Types of data warehouses
There are three main approaches to implementing a data warehouse, which are detailed below. Some organizations have also adopted federated data warehouses that integrate separate analytical systems already put in place independently of one another -- an approach proponents describe as a practical way to take advantage of existing deployments.
- Top-down approach: Created by data warehouse pioneer William H. Inmon, this method calls for building the enterprise data warehouse first. Data is extracted from operational systems and possibly third-party external sources and may be validated in a staging area before being integrated into a normalized data model. Data marts are then created from the data stored in the data warehouse.
- Bottom-up method: Consultant Ralph Kimball developed an alternative data warehousing architecture that calls for dimensional data marts to be created first. Data is extracted from operational systems, moved to a staging area and modeled into a star schema design, with one or more fact tables connected to one or more dimensional tables. The data is then processed and loaded into data marts, each of which focuses on a specific business process. The data marts are integrated using a data warehouse bus architecture to form an enterprise data warehouse.
- Hybrid method: Hybrid approaches to data warehouse design include aspects from both the top-down and bottom-up methods. Organizations often seek to combine the speed of the bottom-up approach with the data integration capabilities achieved in a top-down design.
Data warehouses vs. databases vs. data lakes
Databases and data lakes are often confused with data warehouses, but there are important differences between them. While data warehouses typically store data from multiple sources and utilize predefined schemas designed for data analytics, an operational database is generally used to capture, process and store data from a single source, such as a transactional system, and its schema is normalized. Such databases typically aren't designed to run across very large data sets, as data warehouses are.

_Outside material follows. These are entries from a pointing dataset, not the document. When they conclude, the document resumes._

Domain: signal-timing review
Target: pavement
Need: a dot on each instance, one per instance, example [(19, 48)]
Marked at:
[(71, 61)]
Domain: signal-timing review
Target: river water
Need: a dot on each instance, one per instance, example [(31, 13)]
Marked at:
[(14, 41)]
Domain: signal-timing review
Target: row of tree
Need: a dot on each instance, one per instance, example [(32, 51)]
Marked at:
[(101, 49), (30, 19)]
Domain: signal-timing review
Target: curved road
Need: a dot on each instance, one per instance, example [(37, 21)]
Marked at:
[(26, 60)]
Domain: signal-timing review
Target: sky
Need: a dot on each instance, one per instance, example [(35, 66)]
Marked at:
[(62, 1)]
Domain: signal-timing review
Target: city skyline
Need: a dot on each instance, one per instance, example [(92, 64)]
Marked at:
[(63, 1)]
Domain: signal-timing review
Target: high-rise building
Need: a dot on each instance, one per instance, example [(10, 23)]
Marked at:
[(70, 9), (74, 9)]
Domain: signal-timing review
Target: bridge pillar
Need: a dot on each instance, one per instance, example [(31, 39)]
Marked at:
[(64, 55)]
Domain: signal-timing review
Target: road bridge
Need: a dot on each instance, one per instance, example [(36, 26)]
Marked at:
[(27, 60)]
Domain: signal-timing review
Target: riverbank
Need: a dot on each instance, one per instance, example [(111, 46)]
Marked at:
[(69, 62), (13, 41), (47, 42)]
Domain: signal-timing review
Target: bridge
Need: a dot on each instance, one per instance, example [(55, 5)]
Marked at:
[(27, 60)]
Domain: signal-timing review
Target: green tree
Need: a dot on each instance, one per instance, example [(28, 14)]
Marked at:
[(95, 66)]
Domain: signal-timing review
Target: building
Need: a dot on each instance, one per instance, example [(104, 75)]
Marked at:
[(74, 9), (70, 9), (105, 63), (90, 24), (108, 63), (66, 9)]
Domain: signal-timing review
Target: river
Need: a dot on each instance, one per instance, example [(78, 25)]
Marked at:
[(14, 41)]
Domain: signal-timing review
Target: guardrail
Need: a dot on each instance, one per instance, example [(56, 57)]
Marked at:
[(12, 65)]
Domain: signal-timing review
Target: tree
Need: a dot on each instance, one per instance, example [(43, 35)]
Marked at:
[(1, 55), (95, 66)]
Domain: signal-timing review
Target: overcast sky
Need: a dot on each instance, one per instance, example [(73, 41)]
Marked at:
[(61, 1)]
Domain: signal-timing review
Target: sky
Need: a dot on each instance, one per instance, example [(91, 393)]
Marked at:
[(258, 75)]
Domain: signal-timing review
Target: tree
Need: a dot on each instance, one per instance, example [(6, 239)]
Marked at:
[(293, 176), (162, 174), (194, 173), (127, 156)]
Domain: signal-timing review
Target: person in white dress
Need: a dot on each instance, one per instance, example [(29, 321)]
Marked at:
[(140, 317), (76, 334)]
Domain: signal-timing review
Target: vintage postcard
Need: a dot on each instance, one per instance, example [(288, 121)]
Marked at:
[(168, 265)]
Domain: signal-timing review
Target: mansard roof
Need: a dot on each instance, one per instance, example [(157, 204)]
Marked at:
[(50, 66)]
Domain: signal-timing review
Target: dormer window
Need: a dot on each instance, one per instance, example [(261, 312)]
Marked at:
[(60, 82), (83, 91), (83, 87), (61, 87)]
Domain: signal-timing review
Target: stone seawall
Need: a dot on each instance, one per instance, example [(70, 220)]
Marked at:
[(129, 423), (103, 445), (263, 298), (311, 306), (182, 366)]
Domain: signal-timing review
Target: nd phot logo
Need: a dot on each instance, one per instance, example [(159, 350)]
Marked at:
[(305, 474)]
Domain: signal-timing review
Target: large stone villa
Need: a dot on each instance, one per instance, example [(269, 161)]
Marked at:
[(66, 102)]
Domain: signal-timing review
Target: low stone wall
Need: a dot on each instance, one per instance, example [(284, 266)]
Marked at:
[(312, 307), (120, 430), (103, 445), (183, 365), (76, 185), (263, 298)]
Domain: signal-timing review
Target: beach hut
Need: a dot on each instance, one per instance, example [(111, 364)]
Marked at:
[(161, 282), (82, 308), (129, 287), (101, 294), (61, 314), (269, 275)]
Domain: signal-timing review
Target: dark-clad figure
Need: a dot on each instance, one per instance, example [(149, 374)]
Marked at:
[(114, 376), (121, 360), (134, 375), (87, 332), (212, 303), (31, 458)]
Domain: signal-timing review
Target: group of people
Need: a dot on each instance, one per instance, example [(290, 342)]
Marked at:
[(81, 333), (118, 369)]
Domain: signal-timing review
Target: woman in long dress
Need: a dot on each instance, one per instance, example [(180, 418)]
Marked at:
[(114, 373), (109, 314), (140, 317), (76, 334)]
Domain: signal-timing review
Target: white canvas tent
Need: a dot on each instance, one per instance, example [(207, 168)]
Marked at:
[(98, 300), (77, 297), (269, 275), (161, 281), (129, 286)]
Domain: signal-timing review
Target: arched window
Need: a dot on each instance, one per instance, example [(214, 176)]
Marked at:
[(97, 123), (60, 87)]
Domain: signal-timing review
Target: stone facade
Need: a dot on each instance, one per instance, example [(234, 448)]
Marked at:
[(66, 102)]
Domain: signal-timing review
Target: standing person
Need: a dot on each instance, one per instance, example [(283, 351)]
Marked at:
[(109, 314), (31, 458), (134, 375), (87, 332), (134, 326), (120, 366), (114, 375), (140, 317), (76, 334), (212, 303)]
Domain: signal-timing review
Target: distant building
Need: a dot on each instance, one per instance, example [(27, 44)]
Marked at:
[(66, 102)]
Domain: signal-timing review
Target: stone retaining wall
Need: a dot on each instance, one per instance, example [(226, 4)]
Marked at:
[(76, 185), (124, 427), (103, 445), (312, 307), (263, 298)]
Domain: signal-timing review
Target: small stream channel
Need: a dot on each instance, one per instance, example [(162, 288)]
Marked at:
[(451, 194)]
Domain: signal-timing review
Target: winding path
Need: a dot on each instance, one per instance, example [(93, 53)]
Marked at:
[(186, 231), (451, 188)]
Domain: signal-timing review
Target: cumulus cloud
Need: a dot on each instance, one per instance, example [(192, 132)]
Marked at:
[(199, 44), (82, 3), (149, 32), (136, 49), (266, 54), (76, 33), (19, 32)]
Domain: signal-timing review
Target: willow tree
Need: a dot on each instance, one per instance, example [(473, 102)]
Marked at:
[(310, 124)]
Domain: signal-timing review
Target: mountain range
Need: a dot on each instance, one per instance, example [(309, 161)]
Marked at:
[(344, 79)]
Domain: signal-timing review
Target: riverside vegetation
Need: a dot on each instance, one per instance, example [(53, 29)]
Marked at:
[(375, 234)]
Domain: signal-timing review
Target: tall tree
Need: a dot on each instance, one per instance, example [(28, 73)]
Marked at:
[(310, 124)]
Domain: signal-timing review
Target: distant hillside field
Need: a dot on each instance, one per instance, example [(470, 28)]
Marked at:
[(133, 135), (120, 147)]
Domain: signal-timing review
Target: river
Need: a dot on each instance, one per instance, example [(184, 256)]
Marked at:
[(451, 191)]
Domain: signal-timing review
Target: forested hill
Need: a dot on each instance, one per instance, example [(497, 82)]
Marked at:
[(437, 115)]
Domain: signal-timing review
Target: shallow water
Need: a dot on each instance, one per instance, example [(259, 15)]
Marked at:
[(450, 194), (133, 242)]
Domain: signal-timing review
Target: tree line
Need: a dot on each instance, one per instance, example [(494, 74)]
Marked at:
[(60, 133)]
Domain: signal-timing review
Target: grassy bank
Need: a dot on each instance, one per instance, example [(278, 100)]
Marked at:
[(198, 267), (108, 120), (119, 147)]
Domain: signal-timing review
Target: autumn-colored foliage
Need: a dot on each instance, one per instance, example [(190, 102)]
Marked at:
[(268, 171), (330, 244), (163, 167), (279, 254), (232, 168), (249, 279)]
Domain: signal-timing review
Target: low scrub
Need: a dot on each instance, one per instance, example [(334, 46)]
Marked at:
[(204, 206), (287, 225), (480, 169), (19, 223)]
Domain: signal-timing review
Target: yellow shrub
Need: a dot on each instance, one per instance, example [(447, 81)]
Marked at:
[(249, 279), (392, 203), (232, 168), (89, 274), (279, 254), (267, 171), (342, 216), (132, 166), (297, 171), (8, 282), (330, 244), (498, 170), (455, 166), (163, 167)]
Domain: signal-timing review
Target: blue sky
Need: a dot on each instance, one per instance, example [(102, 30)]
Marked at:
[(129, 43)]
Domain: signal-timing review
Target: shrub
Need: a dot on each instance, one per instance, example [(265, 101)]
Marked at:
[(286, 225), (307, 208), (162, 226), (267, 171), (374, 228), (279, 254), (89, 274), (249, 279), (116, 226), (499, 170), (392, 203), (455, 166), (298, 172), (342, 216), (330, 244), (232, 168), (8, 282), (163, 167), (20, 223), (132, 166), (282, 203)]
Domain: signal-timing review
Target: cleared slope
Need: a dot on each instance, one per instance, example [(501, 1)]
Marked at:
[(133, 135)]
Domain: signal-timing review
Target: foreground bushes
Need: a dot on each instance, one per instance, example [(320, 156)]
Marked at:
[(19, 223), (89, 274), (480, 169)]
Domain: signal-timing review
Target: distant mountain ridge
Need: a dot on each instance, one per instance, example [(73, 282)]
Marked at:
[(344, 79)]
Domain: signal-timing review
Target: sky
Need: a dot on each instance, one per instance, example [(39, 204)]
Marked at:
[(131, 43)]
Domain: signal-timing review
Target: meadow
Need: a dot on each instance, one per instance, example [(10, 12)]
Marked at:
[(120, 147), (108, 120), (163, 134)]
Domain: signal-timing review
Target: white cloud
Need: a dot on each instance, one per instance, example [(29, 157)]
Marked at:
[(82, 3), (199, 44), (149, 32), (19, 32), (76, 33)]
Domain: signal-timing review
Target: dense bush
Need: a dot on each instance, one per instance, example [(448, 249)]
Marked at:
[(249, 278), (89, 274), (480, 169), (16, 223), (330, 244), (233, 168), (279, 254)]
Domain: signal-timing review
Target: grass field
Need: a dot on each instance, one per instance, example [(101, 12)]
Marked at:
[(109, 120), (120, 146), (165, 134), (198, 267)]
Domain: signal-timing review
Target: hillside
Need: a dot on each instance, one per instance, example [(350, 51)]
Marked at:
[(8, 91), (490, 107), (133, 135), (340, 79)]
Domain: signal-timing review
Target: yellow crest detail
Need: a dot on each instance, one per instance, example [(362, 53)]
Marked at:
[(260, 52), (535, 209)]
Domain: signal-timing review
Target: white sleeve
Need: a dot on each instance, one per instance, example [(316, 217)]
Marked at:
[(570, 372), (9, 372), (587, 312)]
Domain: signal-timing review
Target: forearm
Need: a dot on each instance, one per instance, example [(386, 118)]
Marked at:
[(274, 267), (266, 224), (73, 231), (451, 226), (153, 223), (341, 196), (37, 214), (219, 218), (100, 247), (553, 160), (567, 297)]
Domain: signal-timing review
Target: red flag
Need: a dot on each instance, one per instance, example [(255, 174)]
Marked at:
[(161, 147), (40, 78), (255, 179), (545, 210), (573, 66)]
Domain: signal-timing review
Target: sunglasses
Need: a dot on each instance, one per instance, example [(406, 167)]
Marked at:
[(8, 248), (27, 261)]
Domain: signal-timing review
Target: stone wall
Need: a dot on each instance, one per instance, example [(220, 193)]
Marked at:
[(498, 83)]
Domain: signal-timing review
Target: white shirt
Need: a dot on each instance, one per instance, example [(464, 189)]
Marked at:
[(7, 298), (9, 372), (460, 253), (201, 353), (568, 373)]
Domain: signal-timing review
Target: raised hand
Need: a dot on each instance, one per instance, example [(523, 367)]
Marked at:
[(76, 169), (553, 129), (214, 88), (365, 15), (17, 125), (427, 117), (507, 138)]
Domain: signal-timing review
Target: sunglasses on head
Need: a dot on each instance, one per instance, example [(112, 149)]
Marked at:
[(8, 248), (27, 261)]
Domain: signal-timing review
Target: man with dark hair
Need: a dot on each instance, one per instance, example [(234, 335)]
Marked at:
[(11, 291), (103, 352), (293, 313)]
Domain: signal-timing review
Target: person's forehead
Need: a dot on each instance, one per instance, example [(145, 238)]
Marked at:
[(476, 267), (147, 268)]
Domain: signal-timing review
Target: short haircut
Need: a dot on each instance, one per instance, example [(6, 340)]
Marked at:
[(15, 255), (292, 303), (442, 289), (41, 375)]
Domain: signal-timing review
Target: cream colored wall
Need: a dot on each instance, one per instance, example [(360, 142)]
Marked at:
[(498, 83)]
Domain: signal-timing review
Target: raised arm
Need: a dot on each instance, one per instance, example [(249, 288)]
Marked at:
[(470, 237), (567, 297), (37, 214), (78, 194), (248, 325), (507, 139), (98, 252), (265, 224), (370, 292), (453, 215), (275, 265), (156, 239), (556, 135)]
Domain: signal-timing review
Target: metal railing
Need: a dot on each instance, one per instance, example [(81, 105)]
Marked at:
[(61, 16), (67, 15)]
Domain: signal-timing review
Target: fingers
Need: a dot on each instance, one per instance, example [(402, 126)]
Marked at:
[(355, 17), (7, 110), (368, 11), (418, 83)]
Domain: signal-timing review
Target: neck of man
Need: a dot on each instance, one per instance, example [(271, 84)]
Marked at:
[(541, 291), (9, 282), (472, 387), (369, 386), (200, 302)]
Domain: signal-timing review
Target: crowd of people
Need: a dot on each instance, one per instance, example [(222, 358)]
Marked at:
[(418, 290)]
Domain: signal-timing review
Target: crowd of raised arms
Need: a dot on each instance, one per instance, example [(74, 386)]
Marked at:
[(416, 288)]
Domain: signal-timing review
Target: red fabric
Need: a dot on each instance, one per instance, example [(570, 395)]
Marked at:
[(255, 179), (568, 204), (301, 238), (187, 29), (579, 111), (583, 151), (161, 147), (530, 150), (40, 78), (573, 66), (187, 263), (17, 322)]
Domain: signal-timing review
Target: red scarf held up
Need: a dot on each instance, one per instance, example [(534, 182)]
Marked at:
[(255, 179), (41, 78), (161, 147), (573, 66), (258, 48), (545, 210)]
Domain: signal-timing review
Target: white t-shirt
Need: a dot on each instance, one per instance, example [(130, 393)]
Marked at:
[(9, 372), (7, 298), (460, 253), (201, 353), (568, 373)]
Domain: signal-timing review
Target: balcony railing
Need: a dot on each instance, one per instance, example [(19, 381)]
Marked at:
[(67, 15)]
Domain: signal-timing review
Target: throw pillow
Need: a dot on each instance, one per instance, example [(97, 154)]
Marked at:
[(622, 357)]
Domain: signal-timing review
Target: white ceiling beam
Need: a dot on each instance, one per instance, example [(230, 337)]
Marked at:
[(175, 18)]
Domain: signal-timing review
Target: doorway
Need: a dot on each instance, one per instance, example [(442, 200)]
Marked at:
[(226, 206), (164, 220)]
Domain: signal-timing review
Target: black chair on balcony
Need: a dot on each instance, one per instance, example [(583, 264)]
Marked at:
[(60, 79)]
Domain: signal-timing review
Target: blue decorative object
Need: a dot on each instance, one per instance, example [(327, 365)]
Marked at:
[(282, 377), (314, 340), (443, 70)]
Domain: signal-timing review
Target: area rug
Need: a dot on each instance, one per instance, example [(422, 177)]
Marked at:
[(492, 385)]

By contrast, a data lake is a central repository for all types of raw data, whether structured or unstructured, from multiple sources. Data lakes are most commonly built on Hadoop or other big data platforms. A schema doesn't need to be defined upfront in them, which allows for more types of analytics than data warehouses, which have defined schemas. For example, data lakes can be used for text searches, machine learning and real-time analytics.
Data warehouse innovations throughout history
The concept of data warehousing can be traced back to work conducted in the mid-1980s by IBM researchers Barry Devlin and Paul Murphy. The duo coined the term business data warehouse in their 1988 paper, "An architecture for a business and information system," which stated:
"The [business information system] architecture is based on the assumption that such a service runs against a repository of all required business information that is known as the Business Data Warehouse (BDW). ... A necessary prerequisite for the physical implementation of a business data warehouse service is a business process and information architecture that defines (1) the reporting flow between functions and (2) the data required."
Bill Inmon, as he is more familiarly known, furthered data warehouse development with his 1992 book Building the Data Warehouse, as well as by writing some of the first columns about the topic. Inmon's top-down design method for building a data warehouse describes the technology as a subject-oriented, integrated, time-variant and nonvolatile collection of data that supports an organization's decision-making process.
The technology's growth continued with the founding of The Data Warehousing Institute, now known as TDWI, in 1995, and with the 1996 publication of Ralph Kimball's book The Data Warehouse Toolkit, which introduced his dimensional modeling approach to data warehouse design.
In 2008, Inmon introduced the concept of data warehouse 2.0, which focuses on the inclusion of unstructured data and corporate metadata.